Apple in China, Anti-Terror Agreement, Overseas Chinese Troops, and More
  • ​​Apple, Inc., on Wednesday said it is setting up its first data center in China, in partnership with a local Internet services company, to comply with tougher cybersecurity laws introduced last month by Chinese officials. The U.S. technology company said it will build the center in the southern province of Guizhou with data management firm Guizhou-Cloud Big Data Industry Company Ltd (GCBD). Apple is the first foreign firm to announce amendments to its data storage for China following the implementation of a new Chinese cybersecurity law on June 1 that requires foreign firms to store data within the country.

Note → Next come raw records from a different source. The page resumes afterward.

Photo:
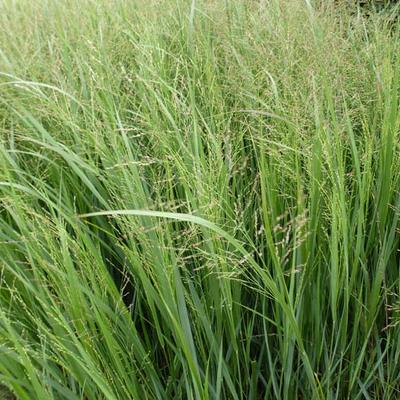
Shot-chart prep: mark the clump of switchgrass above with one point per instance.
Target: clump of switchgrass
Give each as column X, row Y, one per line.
column 198, row 201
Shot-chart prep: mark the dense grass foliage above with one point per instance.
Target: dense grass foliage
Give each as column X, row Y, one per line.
column 199, row 200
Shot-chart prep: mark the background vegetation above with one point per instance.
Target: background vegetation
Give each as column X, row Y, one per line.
column 199, row 200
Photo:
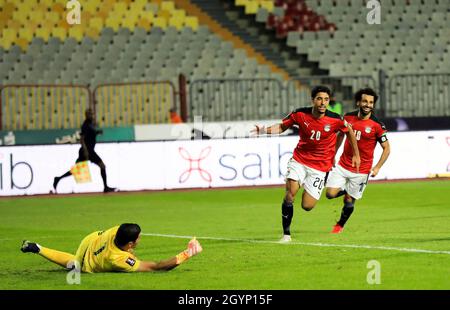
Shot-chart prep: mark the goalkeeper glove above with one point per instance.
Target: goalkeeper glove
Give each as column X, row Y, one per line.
column 194, row 248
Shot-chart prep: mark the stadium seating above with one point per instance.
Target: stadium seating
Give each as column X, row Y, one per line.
column 413, row 38
column 116, row 42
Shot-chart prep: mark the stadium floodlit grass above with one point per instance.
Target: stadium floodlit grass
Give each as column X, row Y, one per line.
column 412, row 215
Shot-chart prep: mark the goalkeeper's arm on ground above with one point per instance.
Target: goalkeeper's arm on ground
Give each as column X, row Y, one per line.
column 193, row 249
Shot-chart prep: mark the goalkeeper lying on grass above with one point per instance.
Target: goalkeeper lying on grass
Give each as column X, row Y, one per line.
column 111, row 250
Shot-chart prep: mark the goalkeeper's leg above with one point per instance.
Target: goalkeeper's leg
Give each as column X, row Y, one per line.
column 61, row 258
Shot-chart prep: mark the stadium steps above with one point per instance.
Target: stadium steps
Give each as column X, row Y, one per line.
column 195, row 10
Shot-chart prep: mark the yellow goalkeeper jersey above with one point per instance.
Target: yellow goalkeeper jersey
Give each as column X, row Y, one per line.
column 102, row 255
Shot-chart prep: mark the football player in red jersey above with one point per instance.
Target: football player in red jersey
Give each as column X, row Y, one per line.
column 313, row 156
column 344, row 179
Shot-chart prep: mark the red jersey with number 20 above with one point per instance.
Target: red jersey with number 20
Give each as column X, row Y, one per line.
column 317, row 145
column 367, row 133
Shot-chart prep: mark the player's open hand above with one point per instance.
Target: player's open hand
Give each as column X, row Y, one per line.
column 258, row 130
column 194, row 247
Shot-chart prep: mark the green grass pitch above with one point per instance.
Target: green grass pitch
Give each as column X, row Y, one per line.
column 408, row 215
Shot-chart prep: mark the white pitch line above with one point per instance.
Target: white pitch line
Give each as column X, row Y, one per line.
column 355, row 246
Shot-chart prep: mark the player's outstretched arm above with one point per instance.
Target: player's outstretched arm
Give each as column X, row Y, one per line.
column 271, row 130
column 193, row 249
column 384, row 156
column 356, row 160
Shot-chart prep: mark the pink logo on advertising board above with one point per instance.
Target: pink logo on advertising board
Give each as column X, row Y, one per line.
column 194, row 164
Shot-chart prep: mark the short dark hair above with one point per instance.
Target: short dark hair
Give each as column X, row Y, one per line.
column 366, row 91
column 320, row 89
column 127, row 233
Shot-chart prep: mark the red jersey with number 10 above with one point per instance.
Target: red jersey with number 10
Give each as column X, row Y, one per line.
column 367, row 133
column 317, row 144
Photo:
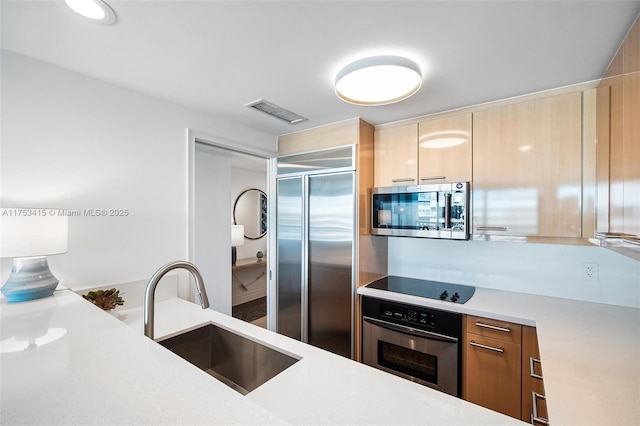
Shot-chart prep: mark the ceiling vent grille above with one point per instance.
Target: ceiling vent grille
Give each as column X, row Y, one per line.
column 276, row 111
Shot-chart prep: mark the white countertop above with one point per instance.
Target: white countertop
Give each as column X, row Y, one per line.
column 87, row 367
column 590, row 352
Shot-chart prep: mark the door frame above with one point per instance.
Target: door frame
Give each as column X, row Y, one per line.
column 194, row 137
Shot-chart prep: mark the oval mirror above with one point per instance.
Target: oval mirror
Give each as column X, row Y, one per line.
column 250, row 210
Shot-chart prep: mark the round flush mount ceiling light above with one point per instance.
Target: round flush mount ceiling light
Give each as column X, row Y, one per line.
column 96, row 10
column 378, row 80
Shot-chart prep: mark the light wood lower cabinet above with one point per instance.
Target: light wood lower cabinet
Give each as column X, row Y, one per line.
column 534, row 403
column 502, row 369
column 492, row 365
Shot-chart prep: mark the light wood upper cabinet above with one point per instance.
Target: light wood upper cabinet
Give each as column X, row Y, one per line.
column 444, row 149
column 396, row 156
column 618, row 145
column 527, row 168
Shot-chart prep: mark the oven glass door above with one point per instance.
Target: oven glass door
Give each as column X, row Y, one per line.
column 426, row 360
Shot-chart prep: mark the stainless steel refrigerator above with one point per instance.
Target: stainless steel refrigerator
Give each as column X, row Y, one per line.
column 315, row 235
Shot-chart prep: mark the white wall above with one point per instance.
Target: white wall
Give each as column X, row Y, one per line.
column 74, row 142
column 545, row 269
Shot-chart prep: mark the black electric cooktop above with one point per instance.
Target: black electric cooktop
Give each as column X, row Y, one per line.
column 455, row 293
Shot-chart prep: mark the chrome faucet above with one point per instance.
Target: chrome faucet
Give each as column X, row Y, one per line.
column 149, row 294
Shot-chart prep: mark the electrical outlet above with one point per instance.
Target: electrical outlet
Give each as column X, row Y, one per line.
column 590, row 271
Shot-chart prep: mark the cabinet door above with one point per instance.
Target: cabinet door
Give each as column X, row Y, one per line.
column 527, row 168
column 444, row 153
column 532, row 383
column 396, row 156
column 491, row 374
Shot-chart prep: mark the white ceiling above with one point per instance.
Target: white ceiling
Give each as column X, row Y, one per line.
column 216, row 56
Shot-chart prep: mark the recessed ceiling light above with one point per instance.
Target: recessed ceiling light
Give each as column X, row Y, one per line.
column 96, row 10
column 378, row 80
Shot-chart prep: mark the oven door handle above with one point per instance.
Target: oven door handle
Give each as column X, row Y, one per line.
column 410, row 330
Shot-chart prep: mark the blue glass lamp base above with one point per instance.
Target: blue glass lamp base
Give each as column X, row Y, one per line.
column 30, row 279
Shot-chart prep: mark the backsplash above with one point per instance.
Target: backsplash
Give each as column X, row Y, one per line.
column 544, row 269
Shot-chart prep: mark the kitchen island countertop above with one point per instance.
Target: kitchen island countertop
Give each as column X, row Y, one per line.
column 64, row 361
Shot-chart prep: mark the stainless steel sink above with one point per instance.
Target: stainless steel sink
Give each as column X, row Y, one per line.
column 237, row 361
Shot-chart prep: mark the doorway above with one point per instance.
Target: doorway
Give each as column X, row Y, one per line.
column 220, row 174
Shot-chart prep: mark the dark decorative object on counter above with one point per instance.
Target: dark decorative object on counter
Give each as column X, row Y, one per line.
column 105, row 299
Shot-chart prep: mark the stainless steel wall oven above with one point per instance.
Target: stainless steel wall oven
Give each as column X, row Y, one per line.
column 417, row 343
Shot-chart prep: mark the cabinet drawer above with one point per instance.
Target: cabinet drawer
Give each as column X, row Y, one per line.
column 500, row 330
column 491, row 374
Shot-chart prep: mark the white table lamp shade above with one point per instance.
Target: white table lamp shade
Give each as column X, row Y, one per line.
column 28, row 236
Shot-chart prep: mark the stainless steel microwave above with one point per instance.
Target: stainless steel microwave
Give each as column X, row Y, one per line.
column 427, row 211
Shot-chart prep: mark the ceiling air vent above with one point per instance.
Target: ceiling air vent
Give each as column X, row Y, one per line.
column 276, row 111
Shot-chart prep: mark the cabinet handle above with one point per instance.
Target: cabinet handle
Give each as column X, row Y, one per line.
column 532, row 371
column 494, row 327
column 491, row 348
column 534, row 416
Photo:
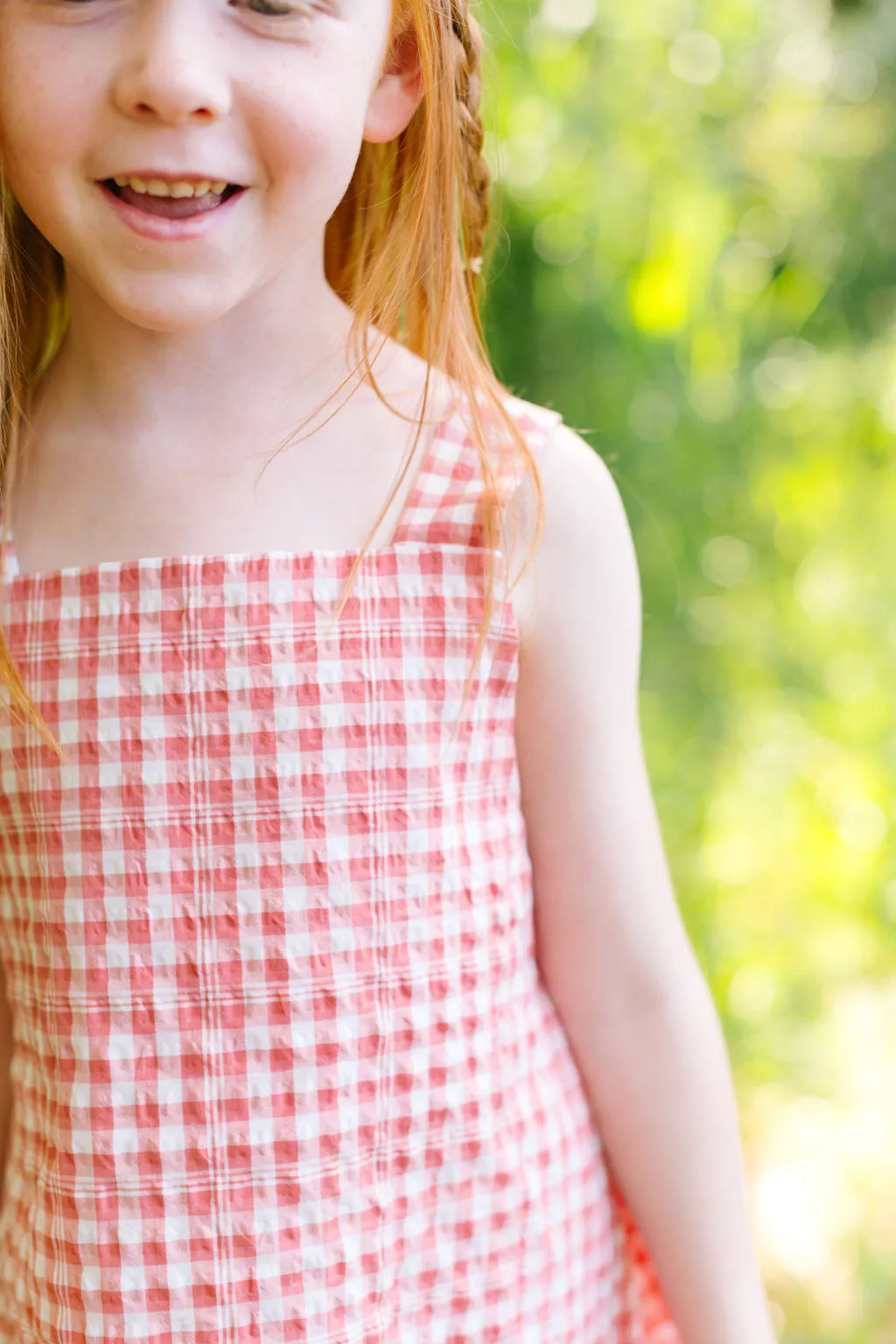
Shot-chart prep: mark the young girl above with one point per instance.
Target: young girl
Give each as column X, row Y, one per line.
column 285, row 1057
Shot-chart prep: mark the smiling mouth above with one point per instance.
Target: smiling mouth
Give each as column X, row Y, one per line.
column 180, row 206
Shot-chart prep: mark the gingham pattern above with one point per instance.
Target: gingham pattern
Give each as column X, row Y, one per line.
column 284, row 1068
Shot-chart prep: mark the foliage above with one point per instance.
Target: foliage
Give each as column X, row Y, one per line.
column 697, row 266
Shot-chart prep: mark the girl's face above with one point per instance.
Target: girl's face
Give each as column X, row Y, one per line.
column 113, row 110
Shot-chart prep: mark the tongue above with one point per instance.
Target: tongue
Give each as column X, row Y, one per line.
column 168, row 206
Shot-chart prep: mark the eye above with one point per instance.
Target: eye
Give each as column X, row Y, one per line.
column 277, row 8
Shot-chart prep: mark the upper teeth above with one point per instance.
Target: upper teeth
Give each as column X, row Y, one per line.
column 156, row 187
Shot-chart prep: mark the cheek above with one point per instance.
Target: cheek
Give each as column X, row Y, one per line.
column 40, row 120
column 313, row 142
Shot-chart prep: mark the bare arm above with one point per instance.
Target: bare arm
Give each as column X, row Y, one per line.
column 612, row 945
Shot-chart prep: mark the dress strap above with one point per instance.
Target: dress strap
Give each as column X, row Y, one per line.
column 449, row 496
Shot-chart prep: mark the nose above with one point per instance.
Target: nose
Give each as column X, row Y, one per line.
column 168, row 70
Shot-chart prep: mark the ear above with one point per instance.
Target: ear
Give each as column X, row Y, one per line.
column 398, row 93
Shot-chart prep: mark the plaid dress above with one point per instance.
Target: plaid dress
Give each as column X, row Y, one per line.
column 284, row 1066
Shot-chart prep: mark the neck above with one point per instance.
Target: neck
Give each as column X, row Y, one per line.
column 266, row 365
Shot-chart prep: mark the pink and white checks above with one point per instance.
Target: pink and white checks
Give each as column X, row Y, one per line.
column 284, row 1066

  • The United States and Qatar signed an agreement on Tuesday aimed at combating the financing of terrorism. U.S. Secretary of State Rex Tillerson said the agreement signed with his Qatari counterpart, Sheikh Mohammed bin Abdulrahman al-Thani, had been under discussion for weeks. "The memorandum lays out a series of steps that each country will take in coming months and years to interrupt and disable terror financing flows and intensify counter terrorism activities globally," Tillerson said.

  • China has dispatched troops to Djibouti in advance of formally establishing the country's first overseas military base. Two Chinese Navy warships left the port of Zhanjiang on Tuesday, taking an undisclosed number of military personnel on the journey across the Indian Ocean. The state-run Global Times said the main role of the base would be to support Chinese warships operating in the region in anti-piracy and humanitarian operations.

  • The top military commander leading the U.S. fight against the Islamic State (ISIS) says there is no evidence that ISIS leader Abu Bakr al-Baghdadi is alive, Politico reported. The Syrian Observatory for Human Rights group told Reuters on Tuesday that it had confirmed information that the ISIS Islamic leader had been killed, but ISIS itself has also not released any statements, as they have when high-profile militants have been killed in the past. Shy of confirming the death, Army Lt. Gen. Stephen Townsend told a group of reporters that there was no evidence to suggest that al-Baghdadi, who once led ISIS fights to capture entire cities in Iraq and Syria, is alive.